Tumors specialized in the cell division task displayed upregulation of these pathways, as reported by Hausser et al. in multiple tumor types20. This phenotype was enriched for nonepithelioid tumors and presented higher levels of necrosis, higher grade and a greater percentage of infiltrating innate immune response cells (neutrophils) (median q value = 0.005). Cell division specialization was supported by high expression levels of the proliferation marker MKI67 and increased genomic instability (estimated from genomic, transcriptomic and epigenomic data; median q value = 1.97 × 10−4). Tumors specialized in the tumor–immune interaction task carried upregulated immune-related pathways, high expression of immune checkpoint genes and high immune infiltration with an enrichment for adaptive response cells: B lymphocytes, CD8+ T cells and regulatory T cells (median q value = 2.73 × 10−3). The cell division and tumor–immune interaction specialists also showed high expression of hypoxia response pathways and common enrichment for pathways in the invasion and tissue remodeling universal cancer task. Indeed, we found a higher epithelial-to-mesenchymal transition (EMT) score among tumors in this area of the Pareto triangle, driven by upregulation of mesenchymal genes and hypomethylation of their associated enhancers (median q value = 1.61 × 10−6). In line with in vitro studies showing that asbestos may induce EMT in MPM21, we found a positive correlation between the expression of mesenchymal genes and asbestos exposure score (r = 0.44 and q value = 0.01) and a negative correlation between this score and enhancer methylation of mesenchymal genes (r = −0.33 and q value = 0.02). We also observed overexpression of neoangiogenesis-related genes, corroborating the ability of these tumors to remodel their environment.

The last extreme phenotype was characterized by samples with acinar morphology, presenting a very structured tissue organization with epithelial cells tightly linked into tubular structures, and correlated with the presence of monocytes and natural killer cells (innate immune response cells) (median q value = 0.022). This phenotype presented the lowest EMT score, with overexpression of epithelial markers such as cell adhesion molecules (median q value = 1.21 × 10−3), corroborating the importance of tissue organization in this phenotype, and also low levels of MKI67 expression, indicating slow growth. This phenotype showed no particular tumoral specialization in any task based on the few IGSEA upregulated pathways. In line with the better prognosis reported for this subtype8, the acinar phenotype is characterized by the highest levels of global methylation22 (q value = 5.58 × 10−10). Altogether, these data provide a biological understanding of the molecular and phenotypic heterogeneity characteristic of MPM tumors.

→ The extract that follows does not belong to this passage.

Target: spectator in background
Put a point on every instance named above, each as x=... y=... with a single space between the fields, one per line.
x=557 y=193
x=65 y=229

WGS uncovers a diverse genomic landscape

We found 97% (111/115) of MPM tumors harboring at least one large genomic event (copy number variant (CNV), amplicon, homologous recombination deficiency (HRD), chromothripsis or aneuploidy; Fig. 3a). As captured by the ploidy factor, MPM samples ranged from haploid to tetraploid (Fig. 1d). The average CNV profile was highly consistent between cohorts (Supplementary Fig. 6), with several recurrent chromosome arm-level CNVs, as well as focal alterations encompassing known cancer genes (Fig. 3b and Supplementary Tables 3135). As previously reported23, all of the MTAP alterations co-occurred with CDKN2A/B (Fig. 3a and Supplementary Tables 36 and 37). We also found recurrent deletions of a prominent immune recognition gene, B2M (chr15q14; Fig. 3b).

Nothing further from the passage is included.